Open mkleinbort opened 12 months ago
hi @mkleinbort - could you show input with expected output please?
I definitely would not want this to be part of the shift
operator. Besides can't you just do this (assuming this is what you meant)?
pl.col('x').filter(pl.col('date') > pl.col('date').min() + pl.duration(days=7))
@MarcoGorelli - here is an example
from datetime import date
# The values are time-indexed, but the dates are not evenly spaced:
df = pl.DataFrame({
'date': [date(2020,1,1),date(2020,1,1),date(2020,1,2),date(2020,1,3),date(2020,1,4),date(2020,1,4)],
'entity':['A','B','A','B','A','B',],
'value':['A1', 'B1', 'A2', 'B2', 'A3','B3']
})
Then the ask is
df.with_columns(
value_one_row_before = pl.col('value').shift(1).over('entity'),
value_one_day_before = pl.col('value').shift('1d', by='date').over('entity'),
)
# shape: (6, 5)
# ┌────────────┬────────┬───────┬──────────────────────┬──────────────────────┐
# │ date ┆ entity ┆ value ┆ value_one_row_before ┆ value_one_day_before │
# │ --- ┆ --- ┆ --- ┆ --- ┆ --- │
# │ date ┆ str ┆ str ┆ str ┆ str │
# ╞════════════╪════════╪═══════╪══════════════════════╪══════════════════════╡
# │ 2020-01-01 ┆ A ┆ A1 ┆ null ┆ null │
# │ 2020-01-01 ┆ B ┆ B1 ┆ null ┆ null │
# │ 2020-01-02 ┆ A ┆ A2 ┆ A1 ┆ A1 │
# │ 2020-01-03 ┆ B ┆ B2 ┆ B1 ┆ null │
# │ 2020-01-04 ┆ A ┆ A3 ┆ A2 ┆ null │
# │ 2020-01-04 ┆ B ┆ B3 ┆ B2 ┆ B2 │
# └────────────┴────────┴───────┴──────────────────────┴──────────────────────┘
Note this could be done in other ways in the current API (either re-sampling the dataframe to daily data before using shift, or using a self-join, I just think this API would be pretty clean to work with time-indexed data.
I'm unsure whether this should implement some form of "nearest/earliest/latest" logic when there is no value at the exact date expected.

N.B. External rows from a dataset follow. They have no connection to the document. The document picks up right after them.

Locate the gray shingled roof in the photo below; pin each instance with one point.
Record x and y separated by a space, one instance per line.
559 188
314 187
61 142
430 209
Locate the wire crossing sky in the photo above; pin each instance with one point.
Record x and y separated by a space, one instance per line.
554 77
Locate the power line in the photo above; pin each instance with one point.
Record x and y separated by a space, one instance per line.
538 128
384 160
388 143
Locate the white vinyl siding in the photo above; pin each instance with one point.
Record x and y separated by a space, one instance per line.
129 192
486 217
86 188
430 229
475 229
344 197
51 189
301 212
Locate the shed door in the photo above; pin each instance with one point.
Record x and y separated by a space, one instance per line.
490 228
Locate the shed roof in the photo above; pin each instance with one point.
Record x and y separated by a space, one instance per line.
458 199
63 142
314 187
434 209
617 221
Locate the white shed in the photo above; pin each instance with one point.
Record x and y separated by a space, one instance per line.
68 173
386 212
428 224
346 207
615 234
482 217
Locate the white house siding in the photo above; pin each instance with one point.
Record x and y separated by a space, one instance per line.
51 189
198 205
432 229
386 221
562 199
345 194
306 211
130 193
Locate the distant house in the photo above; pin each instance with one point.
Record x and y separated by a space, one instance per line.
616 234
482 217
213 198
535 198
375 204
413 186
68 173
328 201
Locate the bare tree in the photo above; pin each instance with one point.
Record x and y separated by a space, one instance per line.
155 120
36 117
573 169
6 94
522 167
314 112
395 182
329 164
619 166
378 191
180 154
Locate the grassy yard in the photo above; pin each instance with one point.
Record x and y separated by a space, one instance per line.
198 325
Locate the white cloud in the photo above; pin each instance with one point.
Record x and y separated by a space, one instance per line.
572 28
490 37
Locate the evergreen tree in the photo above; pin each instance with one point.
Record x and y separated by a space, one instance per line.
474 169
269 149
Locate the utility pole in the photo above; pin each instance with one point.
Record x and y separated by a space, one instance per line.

One way to do it via a join would be:
df.pipe(
lambda x: x.join(
x.select(
'entity',
pl.col('date').dt.offset_by('1d'),
pl.col('value').alias('value_one_day_before')
),
how='left', on=('date','entity')
)
)
@mkleinbort-ic
I'm unsure whether this should implement some form of "nearest/earliest/latest" logic
That would be an asof join. https://pola-rs.github.io/polars/py-polars/html/reference/lazyframe/api/polars.LazyFrame.join_asof.html#polars.LazyFrame.join_asof
To me this just feels like it is a special case of a join and not something particularly fundamental.
Yes, it's the same logic.
Maybe I should broaden the ask to introducing a pl.Expr.shift_by
method, similar to a pl.Expr.sort_by
, not to over-complicated the very fundamental .shift()
method.
To me this just feels like it is a special case of a join and not something particularly fundamental.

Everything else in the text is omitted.